1. A method for making a pipe coupling comprising a body portion including a socket and an internal seal located within said socket and for making sealing contact with a pipe end received in the socket, said body portion and said seal being formed of plastics materials, the method comprising, in a first stage, injection moulding said body portion using a first internal core and, in a second stage, injection moulding said seal within said socket using a second internal core and by injecting material for the seal in molten form through the wall of said body portion to a space defined by said body portion and said second core, whereby, on solidifying, said second material adheres to said body portion, characterized in that said first and second internal cores each include first and second axially separable parts and said first part is provided with an external circumferential groove for accommodating an inwardly directed lip on the socket and, after each stage of injection moulding, said first part is moved axially relative to the second part causing the lip to move out of the groove thereby widening the mouth of the socket sufficiently to enable relatively unimpeded movement of said second part in a direction out of said socket.

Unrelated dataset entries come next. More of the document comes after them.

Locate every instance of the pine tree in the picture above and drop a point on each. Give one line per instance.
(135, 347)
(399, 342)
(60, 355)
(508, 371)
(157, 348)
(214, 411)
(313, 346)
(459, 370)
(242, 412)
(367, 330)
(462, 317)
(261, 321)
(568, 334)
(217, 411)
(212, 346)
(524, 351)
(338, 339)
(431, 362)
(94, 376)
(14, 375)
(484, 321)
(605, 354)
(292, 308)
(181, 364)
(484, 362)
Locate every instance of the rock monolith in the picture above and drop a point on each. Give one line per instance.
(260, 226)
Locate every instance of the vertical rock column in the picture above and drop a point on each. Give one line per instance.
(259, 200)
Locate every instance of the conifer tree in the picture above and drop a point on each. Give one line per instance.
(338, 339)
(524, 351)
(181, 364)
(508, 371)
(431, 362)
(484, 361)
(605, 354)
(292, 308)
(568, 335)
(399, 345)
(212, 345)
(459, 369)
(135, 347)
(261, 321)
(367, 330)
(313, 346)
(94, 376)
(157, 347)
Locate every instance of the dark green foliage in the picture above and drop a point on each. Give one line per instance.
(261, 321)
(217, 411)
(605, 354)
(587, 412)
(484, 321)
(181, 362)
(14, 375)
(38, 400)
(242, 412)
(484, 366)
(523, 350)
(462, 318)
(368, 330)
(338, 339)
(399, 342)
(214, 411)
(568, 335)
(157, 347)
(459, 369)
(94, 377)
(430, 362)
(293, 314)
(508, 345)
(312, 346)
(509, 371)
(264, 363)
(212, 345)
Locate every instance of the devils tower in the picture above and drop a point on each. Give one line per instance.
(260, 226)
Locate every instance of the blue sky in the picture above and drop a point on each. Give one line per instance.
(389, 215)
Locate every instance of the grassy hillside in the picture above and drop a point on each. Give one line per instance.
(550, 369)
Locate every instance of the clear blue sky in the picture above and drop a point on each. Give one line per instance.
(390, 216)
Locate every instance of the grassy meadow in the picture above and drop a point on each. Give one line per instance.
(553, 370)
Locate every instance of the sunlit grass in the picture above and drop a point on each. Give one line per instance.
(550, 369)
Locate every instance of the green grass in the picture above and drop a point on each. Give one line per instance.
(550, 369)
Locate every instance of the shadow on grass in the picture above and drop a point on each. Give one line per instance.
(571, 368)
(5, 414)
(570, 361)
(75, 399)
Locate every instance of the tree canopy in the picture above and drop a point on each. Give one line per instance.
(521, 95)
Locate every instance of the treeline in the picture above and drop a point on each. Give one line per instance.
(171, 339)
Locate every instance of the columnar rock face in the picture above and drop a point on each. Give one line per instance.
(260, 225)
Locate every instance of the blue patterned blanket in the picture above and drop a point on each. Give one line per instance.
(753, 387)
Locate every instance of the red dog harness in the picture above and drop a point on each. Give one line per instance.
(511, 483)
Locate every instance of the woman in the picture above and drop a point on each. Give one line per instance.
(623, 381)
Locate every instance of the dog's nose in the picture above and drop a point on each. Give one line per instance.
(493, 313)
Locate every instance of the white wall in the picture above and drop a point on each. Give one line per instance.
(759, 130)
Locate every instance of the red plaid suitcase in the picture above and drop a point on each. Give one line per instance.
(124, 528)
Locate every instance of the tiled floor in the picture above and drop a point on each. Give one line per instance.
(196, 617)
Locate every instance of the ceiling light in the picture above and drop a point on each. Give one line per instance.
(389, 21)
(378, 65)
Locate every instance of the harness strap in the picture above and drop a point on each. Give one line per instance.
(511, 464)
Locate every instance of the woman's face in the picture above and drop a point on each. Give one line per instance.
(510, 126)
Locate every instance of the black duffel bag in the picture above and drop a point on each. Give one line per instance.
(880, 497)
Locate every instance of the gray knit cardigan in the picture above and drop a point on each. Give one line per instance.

2. Apparatus for making a pipe coupling comprising a body portion including a socket and an internal seal located within said socket for making sealing contact with a pipe end received in the socket, said body portion and said seal being formed of plastics materials, the apparatus comprising means for injection moulding said body portion using a first internal core and means for injection moulding the seal within said socket using a second internal core, said seal moulding means including means for injecting material for the seal in molten form through the wall of the body portion to a space defined by the body portion and said second core, whereby, on solidifying, said second material adheres to said body portion, characterised in that said first and second internal cores each include first and second axially separable parts and said first part is provided with an external circumferential groove for accommodating an inwardly directed lip on the socket, and means for moving said first part axially relative to the second part after each stage of injection moulding causing the lip to move out of the groove thereby widening the mouth of the socket sufficiently to enable relatively unimpeded movement of said second part in a direction out of said socket.